To explain further, Cameron Rempel, vice president for subsurface engineering for Occidental Petroleum, compared analysis at the fracture level to trying to understand rush hour traffic by tracking each person as they pack up in their cubicle and head for their car at the end of the day.
That example, which will someday again represent office reality, is both incredibly hard to measure and analyze and does not offer a direct path to answer an analogous question that matters to oil producers: How can we measure the time it takes for all those cars to flow out of downtown and find ways to speed them up?
Or, for a panel of oil company executives: How do you maximize your return when draining a reservoir using technology and innovation?
Rob Fast, chief technology officer for Hess, described how the company used multiple instrumented test wells in the Bakken Shale to track the flow of oil from the reservoir to the production well. It showed a well in the ultratight formation was producing from a wider area than expected, including the Three Forks formation just below it.
That research investment offered an idea that could significantly increase the value of the wells it develops—which Hess is currently piloting – by widening its spacing from as tight as 350 to 700 ft or more and limiting the number of wells specifically targeting the Three Forks.

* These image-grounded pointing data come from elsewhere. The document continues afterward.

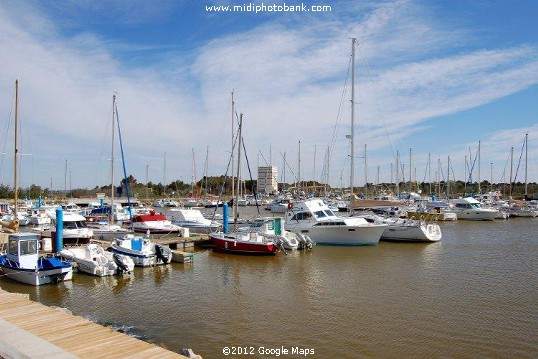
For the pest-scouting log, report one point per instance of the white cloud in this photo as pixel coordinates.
(287, 81)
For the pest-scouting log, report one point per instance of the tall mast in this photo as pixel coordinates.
(15, 162)
(448, 179)
(233, 130)
(299, 171)
(479, 190)
(430, 171)
(410, 175)
(365, 172)
(238, 166)
(511, 165)
(112, 159)
(352, 152)
(526, 153)
(397, 180)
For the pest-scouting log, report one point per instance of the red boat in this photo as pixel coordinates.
(247, 243)
(154, 223)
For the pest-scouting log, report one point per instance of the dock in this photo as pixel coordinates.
(30, 330)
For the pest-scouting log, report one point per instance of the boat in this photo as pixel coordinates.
(245, 243)
(242, 242)
(406, 230)
(279, 205)
(75, 228)
(143, 251)
(23, 263)
(469, 208)
(315, 219)
(193, 219)
(103, 229)
(274, 226)
(94, 260)
(522, 210)
(431, 211)
(154, 223)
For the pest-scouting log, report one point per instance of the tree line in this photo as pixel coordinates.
(223, 185)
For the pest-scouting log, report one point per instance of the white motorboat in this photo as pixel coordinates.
(273, 226)
(154, 223)
(142, 250)
(315, 219)
(469, 208)
(104, 230)
(93, 259)
(280, 205)
(406, 230)
(193, 219)
(75, 229)
(23, 263)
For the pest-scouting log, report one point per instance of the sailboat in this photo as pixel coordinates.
(314, 218)
(142, 250)
(250, 242)
(22, 261)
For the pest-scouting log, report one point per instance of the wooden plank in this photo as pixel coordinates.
(73, 334)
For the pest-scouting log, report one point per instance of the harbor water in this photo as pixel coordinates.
(473, 294)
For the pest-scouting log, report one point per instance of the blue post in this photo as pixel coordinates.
(225, 218)
(58, 244)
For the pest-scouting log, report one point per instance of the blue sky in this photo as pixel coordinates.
(433, 76)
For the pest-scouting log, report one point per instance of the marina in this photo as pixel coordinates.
(387, 239)
(471, 294)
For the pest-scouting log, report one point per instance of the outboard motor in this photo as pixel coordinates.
(163, 253)
(120, 263)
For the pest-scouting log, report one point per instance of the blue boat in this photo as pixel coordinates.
(23, 263)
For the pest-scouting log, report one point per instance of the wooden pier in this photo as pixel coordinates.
(35, 330)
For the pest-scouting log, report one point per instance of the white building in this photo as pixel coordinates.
(267, 179)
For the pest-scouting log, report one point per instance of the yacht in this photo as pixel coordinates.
(469, 208)
(315, 219)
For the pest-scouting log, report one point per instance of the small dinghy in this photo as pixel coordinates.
(142, 250)
(23, 263)
(93, 259)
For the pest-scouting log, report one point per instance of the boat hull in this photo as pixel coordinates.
(232, 245)
(344, 235)
(38, 277)
(412, 233)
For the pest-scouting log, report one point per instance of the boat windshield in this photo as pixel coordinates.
(301, 216)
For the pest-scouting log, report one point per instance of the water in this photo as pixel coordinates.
(474, 294)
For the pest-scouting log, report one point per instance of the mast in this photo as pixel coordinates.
(479, 190)
(448, 179)
(193, 179)
(352, 152)
(397, 180)
(410, 175)
(233, 128)
(511, 165)
(299, 171)
(365, 173)
(16, 152)
(238, 166)
(112, 160)
(526, 153)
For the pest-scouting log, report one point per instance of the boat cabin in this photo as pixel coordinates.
(267, 225)
(23, 249)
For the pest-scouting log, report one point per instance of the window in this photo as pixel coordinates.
(28, 247)
(12, 247)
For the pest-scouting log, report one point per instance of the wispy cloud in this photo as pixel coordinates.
(288, 79)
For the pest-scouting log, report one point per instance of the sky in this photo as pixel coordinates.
(433, 80)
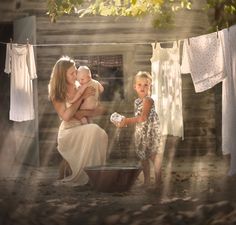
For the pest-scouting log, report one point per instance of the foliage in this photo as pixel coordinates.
(225, 12)
(162, 10)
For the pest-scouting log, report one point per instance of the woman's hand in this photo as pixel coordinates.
(89, 91)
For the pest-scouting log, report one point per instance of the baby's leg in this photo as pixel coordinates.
(146, 171)
(84, 120)
(157, 162)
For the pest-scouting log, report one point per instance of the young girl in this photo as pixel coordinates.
(147, 129)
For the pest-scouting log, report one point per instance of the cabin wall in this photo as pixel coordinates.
(104, 36)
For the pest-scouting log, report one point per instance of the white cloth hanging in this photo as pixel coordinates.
(228, 38)
(203, 58)
(20, 64)
(167, 88)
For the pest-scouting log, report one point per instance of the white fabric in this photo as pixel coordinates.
(81, 146)
(228, 38)
(167, 88)
(20, 64)
(203, 58)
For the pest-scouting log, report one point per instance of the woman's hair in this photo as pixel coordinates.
(85, 69)
(57, 84)
(143, 74)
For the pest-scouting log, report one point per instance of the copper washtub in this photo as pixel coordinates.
(111, 178)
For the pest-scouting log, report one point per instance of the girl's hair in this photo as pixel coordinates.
(143, 74)
(57, 87)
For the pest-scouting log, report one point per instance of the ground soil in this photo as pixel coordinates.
(195, 190)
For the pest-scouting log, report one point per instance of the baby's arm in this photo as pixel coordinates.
(78, 94)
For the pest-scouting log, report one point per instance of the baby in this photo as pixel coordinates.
(85, 80)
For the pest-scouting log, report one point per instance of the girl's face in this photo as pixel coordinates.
(142, 87)
(71, 75)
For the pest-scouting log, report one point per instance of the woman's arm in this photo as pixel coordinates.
(147, 104)
(81, 90)
(90, 113)
(65, 113)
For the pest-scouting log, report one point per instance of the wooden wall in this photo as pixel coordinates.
(201, 130)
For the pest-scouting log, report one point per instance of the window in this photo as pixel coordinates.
(108, 70)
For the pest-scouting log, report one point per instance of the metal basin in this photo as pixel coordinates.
(112, 178)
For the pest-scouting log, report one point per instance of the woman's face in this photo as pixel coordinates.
(71, 75)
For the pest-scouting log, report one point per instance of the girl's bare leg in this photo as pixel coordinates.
(64, 169)
(146, 171)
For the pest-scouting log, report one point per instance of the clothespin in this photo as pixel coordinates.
(227, 23)
(177, 42)
(11, 43)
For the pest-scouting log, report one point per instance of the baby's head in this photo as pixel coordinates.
(84, 75)
(142, 83)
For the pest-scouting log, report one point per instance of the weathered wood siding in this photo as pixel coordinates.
(199, 110)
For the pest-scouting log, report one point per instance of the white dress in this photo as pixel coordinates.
(167, 88)
(203, 58)
(228, 38)
(81, 146)
(20, 64)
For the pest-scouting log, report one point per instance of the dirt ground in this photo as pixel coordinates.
(195, 190)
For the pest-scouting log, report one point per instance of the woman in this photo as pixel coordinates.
(80, 145)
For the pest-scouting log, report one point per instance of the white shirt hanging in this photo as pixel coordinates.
(20, 64)
(203, 58)
(167, 88)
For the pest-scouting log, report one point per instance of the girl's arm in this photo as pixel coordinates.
(147, 104)
(100, 87)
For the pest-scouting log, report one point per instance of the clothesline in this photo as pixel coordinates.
(96, 43)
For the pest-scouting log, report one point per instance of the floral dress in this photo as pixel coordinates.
(147, 134)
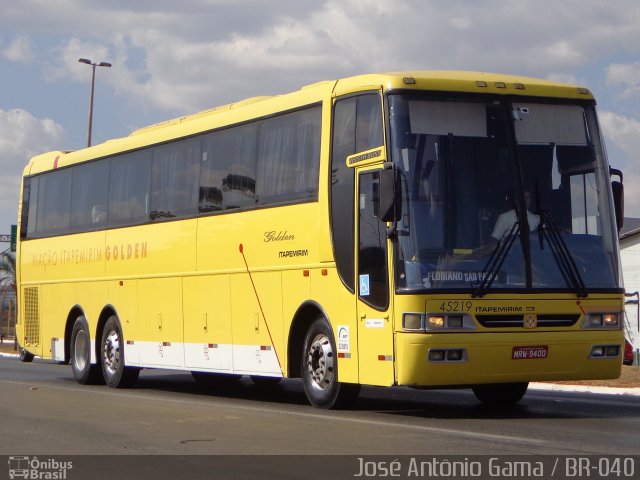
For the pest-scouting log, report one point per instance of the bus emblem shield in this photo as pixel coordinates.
(530, 321)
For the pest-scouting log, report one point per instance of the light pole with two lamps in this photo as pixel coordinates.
(93, 79)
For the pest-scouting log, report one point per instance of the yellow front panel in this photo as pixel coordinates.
(490, 358)
(489, 350)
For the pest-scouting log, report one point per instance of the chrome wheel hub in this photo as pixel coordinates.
(111, 349)
(320, 362)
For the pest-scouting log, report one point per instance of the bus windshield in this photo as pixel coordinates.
(499, 196)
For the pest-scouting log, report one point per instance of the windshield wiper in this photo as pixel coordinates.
(561, 254)
(497, 258)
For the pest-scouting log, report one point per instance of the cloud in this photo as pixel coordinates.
(627, 75)
(624, 133)
(190, 55)
(20, 49)
(21, 136)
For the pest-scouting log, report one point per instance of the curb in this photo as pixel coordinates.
(553, 387)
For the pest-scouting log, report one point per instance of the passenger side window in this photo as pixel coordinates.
(89, 195)
(129, 188)
(53, 203)
(174, 179)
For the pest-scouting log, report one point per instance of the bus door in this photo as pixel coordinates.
(375, 325)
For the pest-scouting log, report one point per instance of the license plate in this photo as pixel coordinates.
(529, 353)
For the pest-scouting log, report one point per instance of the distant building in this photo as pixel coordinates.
(630, 257)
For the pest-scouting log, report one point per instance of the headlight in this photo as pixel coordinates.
(602, 320)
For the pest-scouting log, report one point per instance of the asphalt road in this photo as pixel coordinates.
(44, 411)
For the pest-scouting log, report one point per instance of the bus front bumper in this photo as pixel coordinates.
(456, 359)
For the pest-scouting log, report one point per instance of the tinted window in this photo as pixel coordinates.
(174, 179)
(289, 147)
(53, 203)
(129, 188)
(89, 195)
(265, 162)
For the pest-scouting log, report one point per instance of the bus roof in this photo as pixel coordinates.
(255, 107)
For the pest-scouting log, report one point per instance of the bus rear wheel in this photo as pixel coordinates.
(115, 373)
(501, 394)
(319, 367)
(83, 370)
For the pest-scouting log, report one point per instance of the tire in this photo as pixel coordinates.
(114, 370)
(319, 367)
(25, 356)
(502, 394)
(84, 372)
(261, 381)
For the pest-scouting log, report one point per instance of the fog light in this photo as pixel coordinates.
(454, 355)
(454, 322)
(436, 355)
(595, 320)
(612, 351)
(436, 322)
(412, 321)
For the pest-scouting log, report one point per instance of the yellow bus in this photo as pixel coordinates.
(422, 229)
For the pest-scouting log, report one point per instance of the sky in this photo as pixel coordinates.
(172, 58)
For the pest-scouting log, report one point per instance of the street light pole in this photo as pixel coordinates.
(93, 80)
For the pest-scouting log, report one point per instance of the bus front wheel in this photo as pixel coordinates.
(319, 369)
(83, 370)
(25, 356)
(115, 373)
(501, 394)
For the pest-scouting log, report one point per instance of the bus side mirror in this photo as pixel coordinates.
(617, 189)
(387, 207)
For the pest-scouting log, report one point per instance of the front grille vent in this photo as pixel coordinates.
(517, 321)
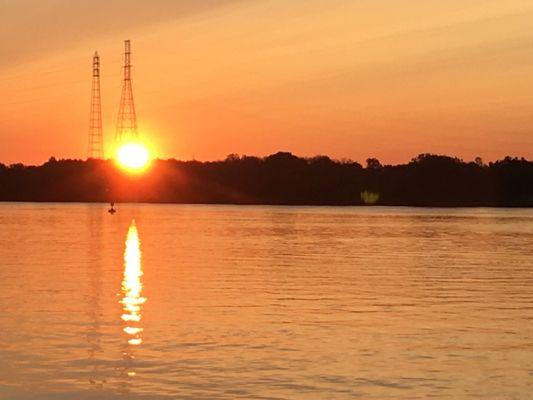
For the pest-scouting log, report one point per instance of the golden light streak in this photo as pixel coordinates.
(132, 299)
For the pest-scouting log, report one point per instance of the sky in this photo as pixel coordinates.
(346, 78)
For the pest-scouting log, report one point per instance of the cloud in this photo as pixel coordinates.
(31, 28)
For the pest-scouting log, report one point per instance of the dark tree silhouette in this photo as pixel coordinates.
(281, 178)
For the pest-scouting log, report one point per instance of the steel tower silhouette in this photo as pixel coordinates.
(96, 142)
(127, 120)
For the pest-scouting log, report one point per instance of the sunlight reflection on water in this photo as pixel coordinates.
(265, 302)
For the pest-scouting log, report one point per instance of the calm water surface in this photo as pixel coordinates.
(222, 302)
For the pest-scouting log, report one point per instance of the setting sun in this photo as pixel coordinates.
(133, 156)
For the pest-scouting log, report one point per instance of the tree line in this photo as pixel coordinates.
(281, 178)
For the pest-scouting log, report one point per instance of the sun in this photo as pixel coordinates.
(133, 157)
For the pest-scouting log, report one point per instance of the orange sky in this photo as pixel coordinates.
(346, 78)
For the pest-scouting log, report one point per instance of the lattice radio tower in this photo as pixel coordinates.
(127, 120)
(96, 142)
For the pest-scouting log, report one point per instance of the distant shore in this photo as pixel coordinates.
(279, 179)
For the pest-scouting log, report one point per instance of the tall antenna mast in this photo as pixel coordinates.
(96, 142)
(127, 120)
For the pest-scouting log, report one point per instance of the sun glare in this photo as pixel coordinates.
(133, 156)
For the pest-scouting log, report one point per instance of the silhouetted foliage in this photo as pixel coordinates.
(281, 178)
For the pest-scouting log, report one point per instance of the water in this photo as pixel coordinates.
(222, 302)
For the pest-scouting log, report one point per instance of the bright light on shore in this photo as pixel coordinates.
(133, 156)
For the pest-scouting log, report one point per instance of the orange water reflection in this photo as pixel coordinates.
(132, 299)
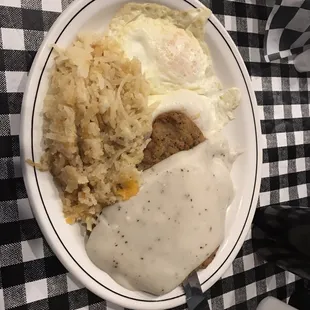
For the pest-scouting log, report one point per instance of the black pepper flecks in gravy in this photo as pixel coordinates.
(154, 240)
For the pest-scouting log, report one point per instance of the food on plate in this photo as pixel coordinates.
(172, 132)
(170, 45)
(152, 241)
(132, 136)
(96, 125)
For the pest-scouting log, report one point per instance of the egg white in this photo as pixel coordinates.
(171, 57)
(210, 113)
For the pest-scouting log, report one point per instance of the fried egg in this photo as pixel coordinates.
(210, 113)
(171, 56)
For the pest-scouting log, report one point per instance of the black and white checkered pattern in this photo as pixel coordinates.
(31, 277)
(288, 29)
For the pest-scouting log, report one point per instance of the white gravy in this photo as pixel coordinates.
(152, 241)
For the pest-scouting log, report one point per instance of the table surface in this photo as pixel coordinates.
(31, 277)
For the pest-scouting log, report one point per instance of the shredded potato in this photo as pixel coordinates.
(96, 124)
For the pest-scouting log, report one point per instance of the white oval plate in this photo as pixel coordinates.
(65, 240)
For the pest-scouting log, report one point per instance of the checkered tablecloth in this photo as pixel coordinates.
(31, 277)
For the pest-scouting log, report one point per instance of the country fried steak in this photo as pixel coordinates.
(172, 132)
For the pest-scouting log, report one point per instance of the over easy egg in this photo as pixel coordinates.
(210, 113)
(171, 57)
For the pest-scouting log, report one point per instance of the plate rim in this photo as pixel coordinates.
(78, 7)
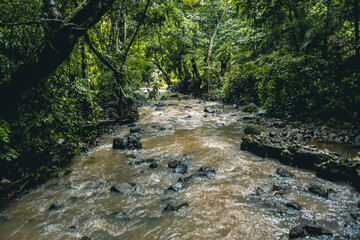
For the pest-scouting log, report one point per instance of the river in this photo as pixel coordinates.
(223, 206)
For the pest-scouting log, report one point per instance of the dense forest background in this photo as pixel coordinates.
(61, 62)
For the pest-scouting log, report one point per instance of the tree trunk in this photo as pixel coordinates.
(54, 52)
(356, 15)
(208, 60)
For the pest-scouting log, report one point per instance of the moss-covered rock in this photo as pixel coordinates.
(251, 108)
(253, 129)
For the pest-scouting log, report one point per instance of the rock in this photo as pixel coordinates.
(283, 173)
(123, 188)
(318, 190)
(176, 186)
(55, 206)
(251, 108)
(280, 124)
(175, 206)
(173, 163)
(357, 141)
(278, 187)
(181, 168)
(355, 215)
(129, 142)
(158, 109)
(120, 215)
(135, 129)
(85, 238)
(213, 111)
(206, 169)
(307, 230)
(153, 165)
(293, 205)
(253, 129)
(261, 112)
(196, 175)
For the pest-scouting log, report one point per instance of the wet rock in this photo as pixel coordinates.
(280, 124)
(206, 169)
(159, 109)
(121, 215)
(153, 165)
(56, 206)
(176, 186)
(73, 228)
(307, 230)
(278, 187)
(355, 214)
(135, 129)
(197, 175)
(181, 168)
(253, 129)
(173, 163)
(129, 142)
(261, 112)
(85, 238)
(251, 108)
(357, 141)
(123, 188)
(213, 111)
(293, 205)
(175, 206)
(318, 190)
(283, 173)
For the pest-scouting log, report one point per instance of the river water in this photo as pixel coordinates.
(224, 206)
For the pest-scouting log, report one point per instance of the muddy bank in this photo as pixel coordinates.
(297, 144)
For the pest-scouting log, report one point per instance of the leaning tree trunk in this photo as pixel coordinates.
(54, 52)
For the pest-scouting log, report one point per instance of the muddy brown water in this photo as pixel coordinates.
(221, 207)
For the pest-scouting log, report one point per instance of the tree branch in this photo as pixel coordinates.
(31, 22)
(137, 30)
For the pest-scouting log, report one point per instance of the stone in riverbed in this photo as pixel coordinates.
(253, 129)
(153, 165)
(176, 186)
(123, 188)
(207, 169)
(318, 190)
(181, 168)
(56, 206)
(135, 129)
(175, 206)
(173, 163)
(196, 175)
(283, 173)
(128, 142)
(307, 230)
(278, 187)
(120, 215)
(293, 205)
(85, 238)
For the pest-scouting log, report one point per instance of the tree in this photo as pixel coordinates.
(54, 51)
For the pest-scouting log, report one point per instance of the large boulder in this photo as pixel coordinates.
(253, 129)
(181, 168)
(129, 142)
(123, 188)
(307, 230)
(251, 108)
(318, 190)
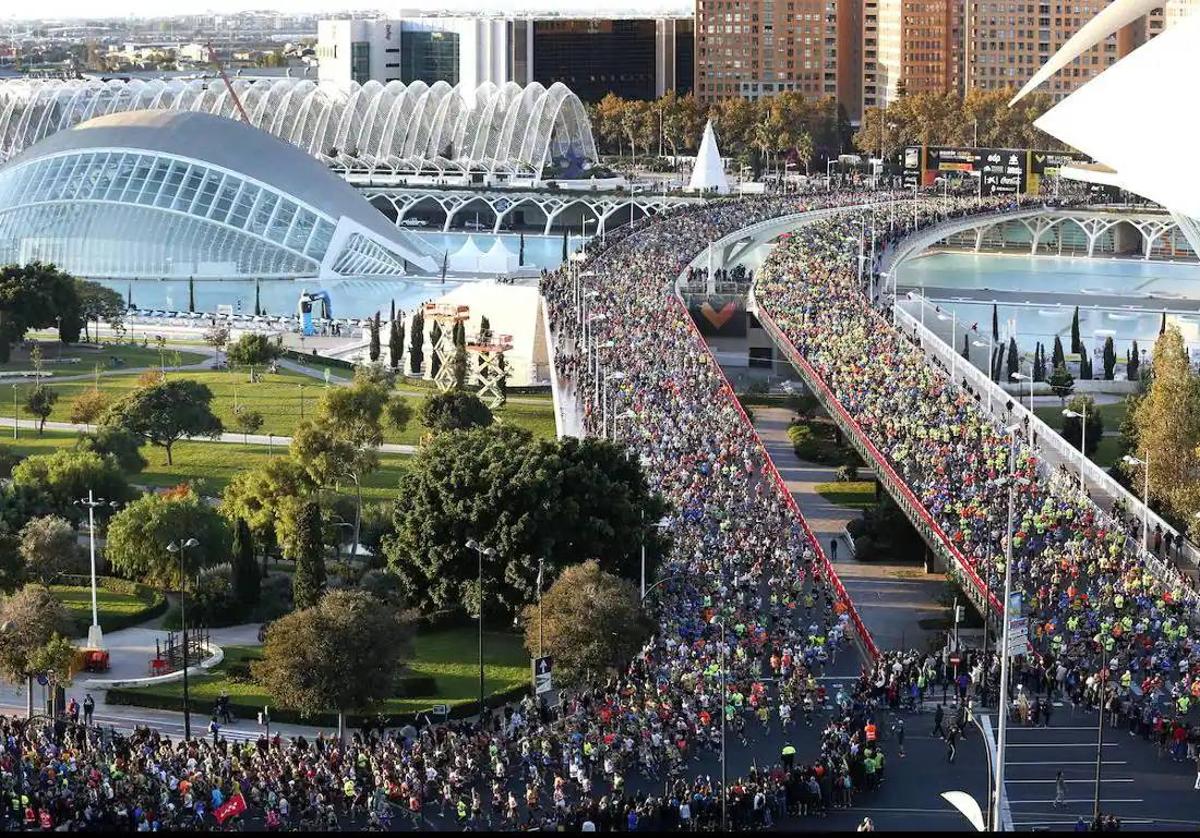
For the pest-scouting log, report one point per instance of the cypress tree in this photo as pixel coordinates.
(246, 581)
(373, 348)
(309, 580)
(1059, 358)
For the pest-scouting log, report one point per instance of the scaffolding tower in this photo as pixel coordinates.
(448, 316)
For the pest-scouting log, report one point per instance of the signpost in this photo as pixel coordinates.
(543, 675)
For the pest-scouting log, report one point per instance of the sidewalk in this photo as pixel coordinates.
(892, 598)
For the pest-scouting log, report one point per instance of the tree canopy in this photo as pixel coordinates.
(342, 653)
(559, 501)
(591, 622)
(165, 412)
(138, 537)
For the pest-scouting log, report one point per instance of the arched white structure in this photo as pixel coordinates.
(394, 129)
(178, 192)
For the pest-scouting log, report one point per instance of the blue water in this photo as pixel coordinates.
(1077, 280)
(353, 297)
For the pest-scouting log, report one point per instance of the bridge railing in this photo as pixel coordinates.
(772, 472)
(957, 564)
(1045, 438)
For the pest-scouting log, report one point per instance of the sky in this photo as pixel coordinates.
(72, 9)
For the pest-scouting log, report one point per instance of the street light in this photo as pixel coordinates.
(1021, 376)
(472, 544)
(180, 548)
(1083, 443)
(1145, 494)
(95, 636)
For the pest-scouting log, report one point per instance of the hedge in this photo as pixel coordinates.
(138, 698)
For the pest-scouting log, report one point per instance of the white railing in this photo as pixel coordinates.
(995, 400)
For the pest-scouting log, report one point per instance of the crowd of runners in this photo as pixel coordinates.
(1108, 623)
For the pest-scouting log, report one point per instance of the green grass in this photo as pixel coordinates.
(856, 494)
(210, 465)
(283, 399)
(448, 656)
(89, 357)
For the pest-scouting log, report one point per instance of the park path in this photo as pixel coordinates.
(891, 597)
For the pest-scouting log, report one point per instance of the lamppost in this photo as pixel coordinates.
(472, 544)
(1005, 652)
(180, 548)
(1021, 376)
(1083, 443)
(95, 636)
(1145, 494)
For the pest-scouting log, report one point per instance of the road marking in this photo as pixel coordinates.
(1077, 762)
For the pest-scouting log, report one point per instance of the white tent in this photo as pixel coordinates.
(708, 175)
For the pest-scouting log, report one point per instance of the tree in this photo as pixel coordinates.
(1059, 358)
(123, 447)
(309, 580)
(342, 653)
(40, 402)
(217, 336)
(48, 548)
(97, 303)
(1168, 422)
(373, 346)
(1062, 383)
(138, 537)
(252, 349)
(88, 406)
(34, 617)
(37, 295)
(417, 343)
(454, 411)
(1133, 363)
(1110, 359)
(558, 501)
(246, 580)
(247, 420)
(395, 342)
(66, 476)
(435, 339)
(1072, 428)
(166, 412)
(591, 622)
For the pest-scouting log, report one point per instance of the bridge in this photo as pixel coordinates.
(600, 210)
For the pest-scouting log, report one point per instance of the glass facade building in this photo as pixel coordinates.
(159, 193)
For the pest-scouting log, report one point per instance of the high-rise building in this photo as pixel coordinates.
(757, 48)
(911, 46)
(633, 57)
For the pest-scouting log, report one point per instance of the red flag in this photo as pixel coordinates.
(231, 808)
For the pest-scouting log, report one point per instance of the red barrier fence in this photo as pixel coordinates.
(849, 423)
(769, 467)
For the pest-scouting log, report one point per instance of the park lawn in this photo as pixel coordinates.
(448, 656)
(127, 354)
(855, 494)
(210, 466)
(283, 399)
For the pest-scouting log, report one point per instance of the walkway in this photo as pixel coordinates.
(892, 598)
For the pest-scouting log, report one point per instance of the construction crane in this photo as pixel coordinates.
(233, 94)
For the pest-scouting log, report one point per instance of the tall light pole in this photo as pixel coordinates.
(1145, 494)
(472, 544)
(180, 548)
(1002, 736)
(1021, 376)
(95, 636)
(1083, 443)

As for the questions about the role of physics, Fast said it is needed for modeling how these challenging petroleum systems work because learning by drilling is so expensive.
Trey Lowe, vice president for technology at Devon Energy, said that while physics is required for modeling, Devon’s shale development has been driven by working with data science.
That change began in 2015 with a push for remote monitoring. Lowe said there was a strong business case for focusing on data-driven change, which was not shaken by the fact that “it was completely disorganized at the time,” he said.
Gaining control of its data required Devon to create systems to gather and build an easily accessible database—using automation when possible—that reduced the time and skill needed for the analysis. And it built a staff of technical professionals able to effectively use the data.
Two pressure pumping charts showed how the company added value with data.
The first from February 2015 showed that periods when there was fracturing going on were separated by long breaks. When they analyzed the data, they saw reasons for those gaps ranged from waiting for sand to be delivered to working on wellheads as they shifted the flow from well to well during a zipper frac.
The second chart showed a recent zipper frac with almost no time lost between stages. Over the 5 years from 2015 to 2020, those delays shrunk due to changes such as contractual changes that ensured sand got delivered to the time required for quick connects for rapid well changes.
Recently, they were actively fracturing for 22.7 hours in a single day in the Powder River, Lowe said.
Devon’s prime example of the value of this work was a discovery by a pair of alert engineers who noticed one day that pressure changes in a sealed wellbore closely followed readings by fiber-optic cable during fracturing. That led to development of a method now widely used by Devon for tracking and analyzing pressure changes during fracturing, which costs a fraction of doing so with fiber-optic cable, he said.
Data has driven some changes, but it is far from a sure thing.
Rempel’s presentation recounted the terabytes of subsurface data gathered and freely available from fracturing test sites that were paid for by $85 million in US government and industry investment.
Occidental was among the supporters of these extraordinary efforts, such as drilling a slant well through a fractured zone to gain a rare look at actual fractures and how infrequently they are held open with proppant.
But did the industry earn a good return on that massive investment of money and time?
“The answer is a little muddled; it is somewhat yes and somewhat no, and a perhaps in the future,” he said.
On the yes side, the industry could see the sort of complex fractures it could only imagine before, and terabytes of free data are now available, covering everything from fracture interference to measuring how the area drained by fractures shrinks after production begins.
But in terms of payoff for the money spent, Rempel said the answer is no.
This has not inspired advances in fracturing designs—in which the changes have been “subtle,” he said. Spacing and development decisions are still mostly based on a comparison with historical production. Changes are still likely based on something that worked for an operator nearby.
For the many smaller companies in shale, the approaches described by those three large publicly traded independents are beyond their budgets, and staff skillsets.
On the other hand, the shale industry was created by those who figured out things as they went and cleverly used existing technology. Rempel pointed out that engineers used Darcy’s law to understand flow long before anyone understood the physics behind it.
And looking ahead, Fast and Rempel saw fully automated completion systems that will adjust based on a reading of the data flowing in while pumping a job, without human intervention.
So over time “perhaps we will get value in ways not imagined,” Rempel said.